# Qualität der ebuilds

## jazzesnee

Momentan bin ich dabei, ein 'emerge --update --deep world' durchzuführen und bin inzwischen der Verzweiflung nahe. Alle 3-4 Stunden (spätestens) stoppt emerge aufgrund eines trivialen Fehlers im ebuild, welcher sich zwar meist einfach beheben lässt (dank bugs.gentoo.org, meistens handelt es sich um falsch angegebene Abhängigkeiten in den ebuilds, die sich einfach durch manuelles Installieren der jeweiligen Pakete beheben lassen), dennoch muss ich praktisch die ganze Zeit anwesend sein, um den Update-Vorgang nach einem Fehler wieder aufnehmen zu lassen. 
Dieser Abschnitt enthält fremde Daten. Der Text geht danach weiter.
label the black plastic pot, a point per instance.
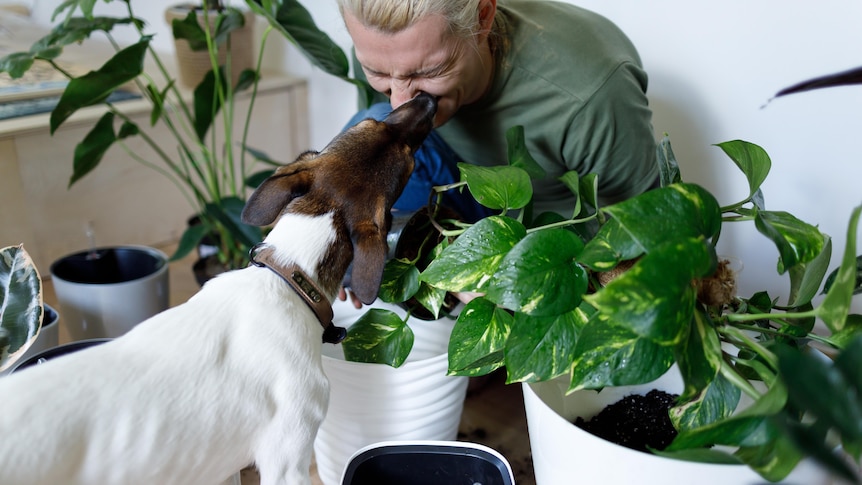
(435, 463)
(59, 351)
(107, 265)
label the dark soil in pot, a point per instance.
(636, 421)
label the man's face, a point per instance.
(423, 57)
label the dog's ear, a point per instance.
(369, 255)
(272, 196)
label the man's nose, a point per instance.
(402, 91)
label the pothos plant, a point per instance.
(212, 172)
(616, 295)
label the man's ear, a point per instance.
(272, 196)
(487, 12)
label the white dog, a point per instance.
(234, 375)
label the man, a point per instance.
(569, 76)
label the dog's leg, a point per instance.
(284, 455)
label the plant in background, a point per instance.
(20, 304)
(616, 295)
(213, 173)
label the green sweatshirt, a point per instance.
(575, 82)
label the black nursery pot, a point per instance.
(107, 265)
(59, 351)
(430, 463)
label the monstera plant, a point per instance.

Ist die Qualität der ebuilds allgemein so schlecht oder liegt das an irgendwie vergammelten Abhängigkeiten auf meinem aktuell installierten Gentoo-System? Habt ihr ähnliche Erfahrungen?

----------

## hoschi

Kann ich nicht bestätigen, mit einem reinem Stable-System hatte ich schon lange keinen Ärger mehr. Und habe auch erst kürzlich mit einem leicht von Testing angehauchten System nochmal alles neu kompiliert, kein Problem gehabt.

Meine Probleme kommen eher von den Programmen selbst, aber dafür kann Gentoo eher wenig.

----------

## amne

arch oder ~arch? Hast du in letzter Zeit viel an deinen USE-Flags geändert? Verwendest du "exotische" Software, die nur wenige andere Leute brauchen? Prinzipiell sollte das mit den Abhängigkeiten schon funktionieren.

----------

## SinoTech

Kann "hoschi" nur recht geben. Hatte solche Probleme schon seit langem nicht mehr. Benutze aber Größtenteils nur Standart Programme die 90% der User hier auch benutzen und kaum ~x86 Packete.

Mfg

Sino

----------

## pablo_supertux

 *jazzesnee wrote:*   

> 
> 
> Ist die Qualität der ebuilds allgemein so schlecht oder liegt das an irgendwie vergammelten Abhängigkeiten auf meinem aktuell installierten Gentoo-System? Habt ihr ähnliche Erfahrungen?

 

nein, keine ähnliche Erfahrung. Meistens sind das PEBCAK Probleme, die zu solchen Fehlern führen.

----------

## boris64

Ich mache leider auch oftmals solche Erfahrungen, muss aber dazu sagen,

dass ich atm sehr viel aus ~arch benutze.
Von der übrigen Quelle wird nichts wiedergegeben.